La Corte di Giustizia dell’Unione Europea ha segnato un punto a favore del diritto di recesso, ribadendo i principi contenuti nella direttiva comunitaria che si occupa di credito al consumo. Lo ha fatto con sentenza del 26 marzo 2020, emessa nell’ambito della causa C-66/19. Ma andiamo dritti al punto: in sostanza, la Corte ha ribadito come tale direttiva vada interpretata. Partendo dal presupposto che “è opportuno che il mercato offra un livello di tutela dei consumatori sufficiente, in modo da assicurare la fiducia dei consumatori”, i contratti devono riportare in maniera chiara e concisa le modalità di calcolo del termine di recesso: non solo come funziona, ma anche da quando scatta il conto alla rovescia. E attenzione: questo obbligo d’informazione e trasparenza nei riguardi del consumatore non deve ritenersi soddisfatto se il contratto rimanda a una norma nazionale, la quale da parte sua rimanda a un’altra norma. In questo caso, infatti, al consumatore non è garantita la possibilità di verificare se il recesso al quale ha diritto ha cominciato o no a decorrere.

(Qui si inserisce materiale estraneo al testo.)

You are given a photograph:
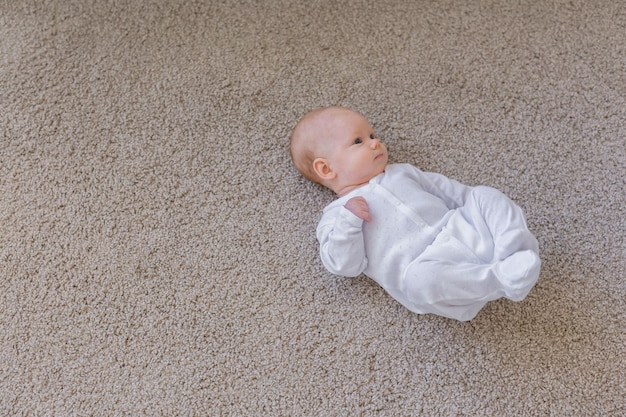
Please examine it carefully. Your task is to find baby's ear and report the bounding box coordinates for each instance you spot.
[313,158,335,181]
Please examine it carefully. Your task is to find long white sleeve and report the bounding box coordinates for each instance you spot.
[317,206,367,277]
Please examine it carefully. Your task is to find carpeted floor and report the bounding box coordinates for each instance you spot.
[0,0,626,416]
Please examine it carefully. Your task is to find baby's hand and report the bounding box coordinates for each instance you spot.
[344,197,372,222]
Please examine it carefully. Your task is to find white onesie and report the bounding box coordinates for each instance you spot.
[317,164,541,321]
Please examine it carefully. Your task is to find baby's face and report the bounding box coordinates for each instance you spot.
[322,110,387,194]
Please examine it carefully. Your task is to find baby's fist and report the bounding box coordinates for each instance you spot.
[344,197,372,222]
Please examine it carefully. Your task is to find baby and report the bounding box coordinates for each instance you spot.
[290,107,541,321]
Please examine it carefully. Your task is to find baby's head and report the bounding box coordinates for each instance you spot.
[290,107,387,196]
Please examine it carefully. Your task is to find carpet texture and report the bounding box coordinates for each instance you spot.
[0,0,626,416]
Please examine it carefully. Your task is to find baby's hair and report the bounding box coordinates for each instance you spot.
[289,106,356,184]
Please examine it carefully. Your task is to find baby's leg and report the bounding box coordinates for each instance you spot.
[404,254,506,321]
[459,186,539,262]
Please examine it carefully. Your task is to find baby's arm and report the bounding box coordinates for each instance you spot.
[344,196,372,222]
[317,198,370,277]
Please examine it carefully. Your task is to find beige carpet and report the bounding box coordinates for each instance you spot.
[0,0,626,416]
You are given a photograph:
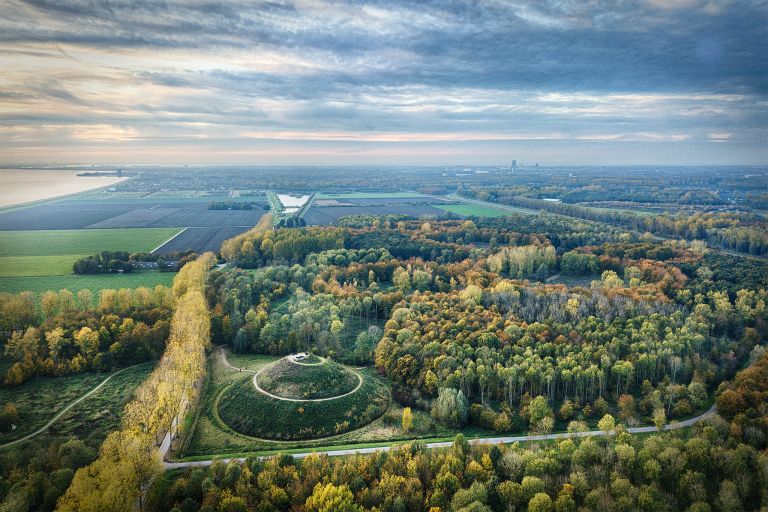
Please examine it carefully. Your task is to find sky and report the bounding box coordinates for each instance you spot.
[0,0,768,165]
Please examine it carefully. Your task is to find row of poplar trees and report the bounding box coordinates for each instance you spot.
[57,253,216,512]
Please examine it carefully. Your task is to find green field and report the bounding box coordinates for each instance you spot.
[315,192,424,199]
[0,254,87,277]
[0,272,176,296]
[0,228,180,256]
[0,228,179,280]
[434,204,512,217]
[0,363,153,444]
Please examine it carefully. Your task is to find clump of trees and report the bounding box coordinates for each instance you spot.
[221,215,344,268]
[148,355,768,512]
[0,286,173,386]
[72,250,197,274]
[57,253,215,512]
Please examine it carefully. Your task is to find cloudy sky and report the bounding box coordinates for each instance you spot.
[0,0,768,164]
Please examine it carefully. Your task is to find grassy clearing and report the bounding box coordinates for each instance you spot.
[258,359,360,399]
[0,364,153,444]
[0,228,179,261]
[435,204,510,217]
[182,349,402,458]
[315,192,425,199]
[218,370,389,440]
[0,274,176,300]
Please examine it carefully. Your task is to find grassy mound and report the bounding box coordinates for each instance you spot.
[218,372,389,441]
[258,358,360,400]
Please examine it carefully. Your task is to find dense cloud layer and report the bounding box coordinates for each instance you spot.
[0,0,768,163]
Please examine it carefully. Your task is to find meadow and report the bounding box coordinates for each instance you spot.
[0,228,179,280]
[0,228,179,257]
[0,363,153,444]
[437,204,510,217]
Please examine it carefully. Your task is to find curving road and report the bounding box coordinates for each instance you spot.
[164,405,715,470]
[0,361,154,450]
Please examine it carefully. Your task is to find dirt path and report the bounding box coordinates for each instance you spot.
[219,347,363,402]
[0,361,152,450]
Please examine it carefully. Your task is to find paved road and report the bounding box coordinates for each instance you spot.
[0,361,152,450]
[165,405,715,470]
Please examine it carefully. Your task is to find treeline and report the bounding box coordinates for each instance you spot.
[0,286,173,386]
[72,250,197,274]
[464,189,768,255]
[57,253,215,512]
[375,284,768,421]
[221,215,344,268]
[148,355,768,512]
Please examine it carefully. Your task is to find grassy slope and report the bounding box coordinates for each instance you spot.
[259,359,359,399]
[218,370,389,440]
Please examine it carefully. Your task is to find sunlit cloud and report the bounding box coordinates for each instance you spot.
[0,0,768,163]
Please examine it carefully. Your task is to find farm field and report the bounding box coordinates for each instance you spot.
[0,363,153,444]
[0,272,176,300]
[0,228,179,256]
[0,197,266,252]
[0,228,179,278]
[88,208,264,229]
[304,204,445,226]
[0,254,88,277]
[316,192,426,200]
[437,204,510,217]
[149,227,250,254]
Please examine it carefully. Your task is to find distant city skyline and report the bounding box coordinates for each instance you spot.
[0,0,768,167]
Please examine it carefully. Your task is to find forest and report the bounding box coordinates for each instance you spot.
[0,173,768,512]
[149,348,768,512]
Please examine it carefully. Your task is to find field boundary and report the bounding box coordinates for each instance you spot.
[0,361,154,450]
[149,227,189,253]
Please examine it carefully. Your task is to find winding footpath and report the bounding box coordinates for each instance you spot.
[0,361,153,450]
[164,348,715,470]
[220,347,363,402]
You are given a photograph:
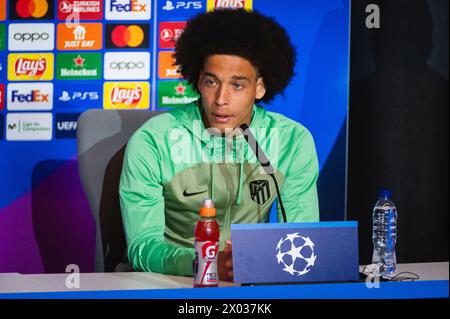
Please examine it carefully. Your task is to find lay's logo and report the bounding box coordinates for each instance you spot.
[103,82,149,109]
[207,0,253,11]
[8,53,53,81]
[9,0,54,20]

La direttiva comunitaria di riferimento è la 2008/48: uno dei passaggi chiave è quello che riguarda le informazioni da inserire necessariamente all’interno dei contratti di credito. Fra queste, l’esistenza o assenza del diritto di recesso e il periodo durante il quale questo diritto può essere esercitato, oltre alle condizioni per poterlo esercitare, incluse le informazioni sull’obbligo del consumatore di rimborsare il capitale e corrispondere gli interessi. È questa direttiva a stabilire che il consumatore ha 14 giorni di calendario per recedere dal contratto di credito senza dover dare motivazioni: una finestra temporale che prende il via il giorno in cui viene concluso il contratto di credito oppure il giorno in cui il consumatore riceve le condizioni contrattuali e le varie altre informazioni (se successivo a quello in cui è avvenuta la conclusione del contratto creditizio).
Nel nostro Paese la normativa si conforma a queste indicazioni, sancendo che cosa? Che entro 14 giorni dalla data della firma il debitore può recedere dal contratto di credito inoltrando una comunicazione al finanziatore, secondo le modalità che lo stesso finanziatore ha specificatamente indicato. Per recedere non deve fornire alcuna motivazione. E se nel frattempo ha ricevuto il finanziamento, anche solamente in parte? Allora succede che entro 30 giorni dalla comunicazione del recesso il debitore deve rimborsare l’importo che ha ricevuto e pagare gli interessi maturati fino al momento del rimborso stesso. Come ricorda Bankitalia nella sua guida al credito ai consumatori, “recedere dal contratto di credito significa recedere anche dai servizi accessori connessi, forniti dal finanziatore o da terzi, a meno che questi ultimi non provino che forniscono i servizi in via autonoma”, vale a dire al di fuori di un accordo con il finanziatore. Ma attenzione: anche il finanziatore può recedere, salvo che deve comunicarlo al consumatore con un preavviso minimo di due mesi. Può anche sospendere il credito, però deve esserci una giusta causa: per esempio, il sospetto furto della carta di credito. E deve darne prima comunicazione al consumatore.